As much as I fought back against the suffering, the worse it seemed to get. It wasn't that one day it suddenly dawned on me to surrender... but at a certain point it just became absolutely necessary, because I was all out of ammo.
And so I surrendered. And I lived in it, and I EXPERIENCED it as if for the first time. I won't sugarcoat it - it was NOT fun and it was NOT pretty. But it WAS glorious. Because there, in the midst of the suffering was the joy and peace, these awesome gifts from God, just waiting for me to find them through my surrender. And all at once the presence of God in my life was so much more intimate than I could have imagined. If before my relationship with Him was like that of a college child with their mother, now my relationship with Him was like that of a child in its mother's womb. Totally dependent, totally safe, totally carried, totally one.
Listening to Father Corapi talk about the gifts that can come out of suffering yesterday reminded me of just how lucky I feel to have been given this very specific suffering of infertility. God has already brought such good out of my infertility, and He continues to do it, all the while teaching me to be more humble. Probably the first thing that I suffered in discovering that I had fertility problems was a blow to my pride. The reaction was one of disbelief and denial - ME? Infertile? But I've never had difficulty doing anything! And I deserve a child! How could this be that what I want and deserve doesn't come to me immediately?
Over the years I have grown to truly understand the gift of life, and the gift of children. And this is why I have considered myself so lucky to have the suffering of infertility over other types of suffering - I think this is a crucial understanding to have, and I wish that most people could also understand it. Through it, I was also able to achieve what I REALLY most wanted (but didn't know it): peace and joy.

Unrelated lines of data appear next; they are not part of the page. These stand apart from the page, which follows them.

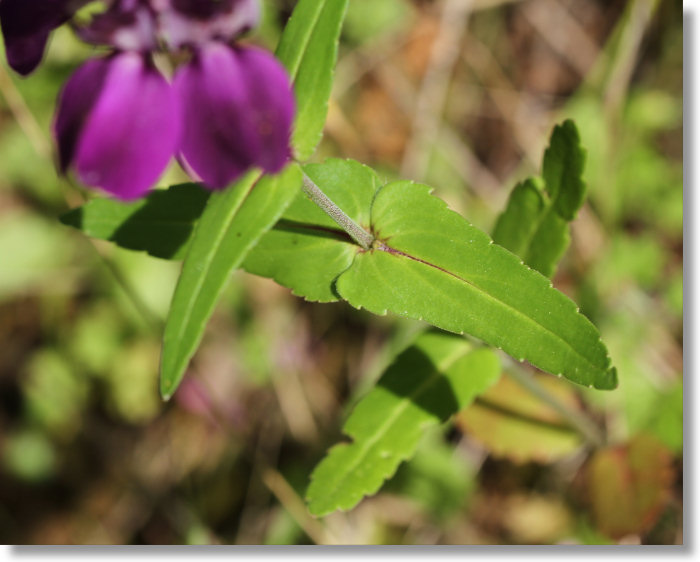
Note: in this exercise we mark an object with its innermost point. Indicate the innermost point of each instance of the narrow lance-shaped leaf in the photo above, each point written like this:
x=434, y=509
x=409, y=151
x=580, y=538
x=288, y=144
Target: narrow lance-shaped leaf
x=160, y=224
x=535, y=223
x=233, y=221
x=429, y=382
x=430, y=264
x=309, y=49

I wish there could be a tutorial for how to suffer well, and how to find peace and joy in suffering efficiently and quickly. Unfortunately (or maybe fortunately?), I think this is something that each and every child of God has to discover for themselves. Surrendering to the suffering helped me immensely - but I don't want anyone out there who is suffering to think I mean to imply that this is a quick fix for everybody. When it comes to suffering, quick fixes really don't serve you well in the end. When a piece of steel is being tempered to remove its impurities, it may be easier for it to be quickly placed in cold water to stop the suffering of the blazing heat. In the end, it will still have the memory of its brief suffering, but it will not have changed and become a "better" piece of steel. God wants to temper each and every one of us. We all need to find within ourselves the source of His graces to get us through the suffering - NOT JUST what will help us to survive it until it's over, but what will in the end make us better people.
And that's my deep thought for today.